Me quedé callada, joder, no hay cosa que me de más rabia que darle la razón a alguien; pero en ese momento no estaba yo como para pensar mucho, y mucho menos andarme con remilgos.

- No sé, sólo quiero irme de aquí - conseguí pronunciar, este cerebro mío que funciona a ratos.

Media hora más tarde estaba sentada en la barandilla de fuera de la estación de Plaza Catalunya. Estaba helada, cansada, con todo el maquillaje corrido. Estoy segura que no se acercó nadie a robarme porque daba más pena que otra cosa; si hubiese extendido la mano, algún céntimo de algún guiri hubiese caído. Noté como una mano se apoyaba en mi hombro, eso hizo que me despertase y me alejase de esos pensamientos destructivos que rondaban mi mente.

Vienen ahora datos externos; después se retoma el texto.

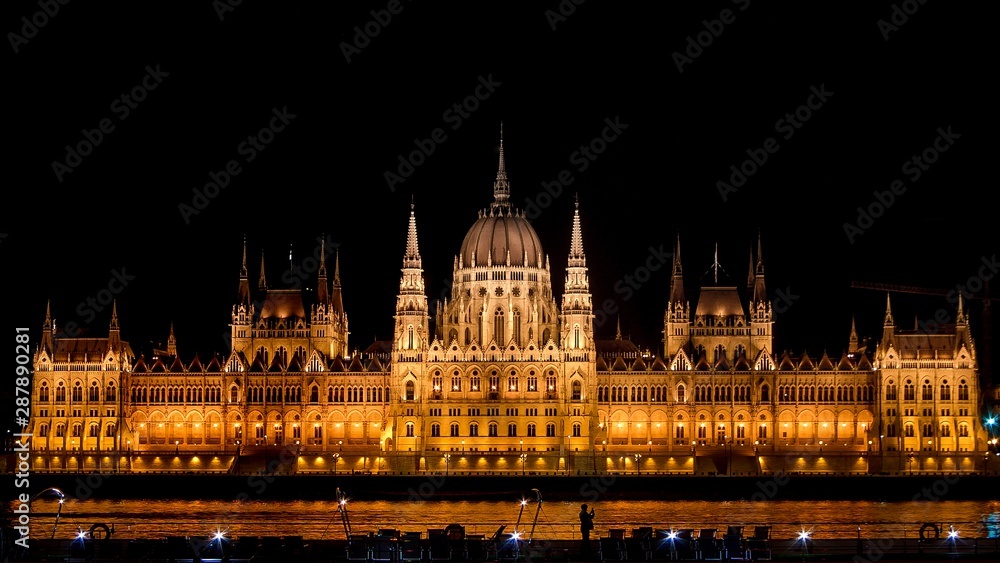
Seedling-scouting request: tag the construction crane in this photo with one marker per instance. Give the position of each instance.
(985, 356)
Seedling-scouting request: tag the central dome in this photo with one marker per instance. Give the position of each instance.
(498, 232)
(502, 229)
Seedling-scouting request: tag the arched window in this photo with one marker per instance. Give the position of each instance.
(498, 326)
(515, 317)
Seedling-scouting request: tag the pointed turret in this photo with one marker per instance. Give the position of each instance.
(412, 315)
(577, 307)
(337, 299)
(501, 186)
(322, 289)
(889, 325)
(48, 329)
(960, 318)
(677, 281)
(759, 289)
(114, 336)
(411, 258)
(243, 293)
(171, 342)
(262, 281)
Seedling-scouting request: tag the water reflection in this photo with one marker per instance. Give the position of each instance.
(319, 519)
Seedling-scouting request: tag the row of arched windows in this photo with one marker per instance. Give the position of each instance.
(493, 430)
(46, 394)
(176, 394)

Alcé mi cabeza y allí estaba, Fabio, mientras Ale desde el coche no paraba de gesticular, básicamente quería que nos diéramos prisa ya que no podía quedarse allí parado con el coche o le iban a multar. No hubo ninguna palabra, ningún mal gesto, absolutamente nada. Me condujo hacia el asiento trasero de aquel coche tan cómico; es que ese color azul pitufo llama la atención desde la Luna, y cerró la puerta tras de mí.
Ninguna pregunta, ninguna mirada, de nuevo, nada. Los dos se miraban y parecía que en silencio estuviesen teniendo la conversación más locuaz de los últimos tiempos. De vez en cuando dirigían su mirada al espejo retrovisor, imagino que para comprobar que no me había muerto.
Y allí estaba yo, cual niña de la mala tarde (niña de la película de Ring), con el pelo pegado en la cara, la mirada fija al suelo; vamos, que sólo me faltaba el camisón blanco y empezar a maldecir a la gente.
Después de lo que me pareció el recorrido más corto del mundo, y escuchar el freno de mano conseguí mover la cabeza y mirar por la ventanilla.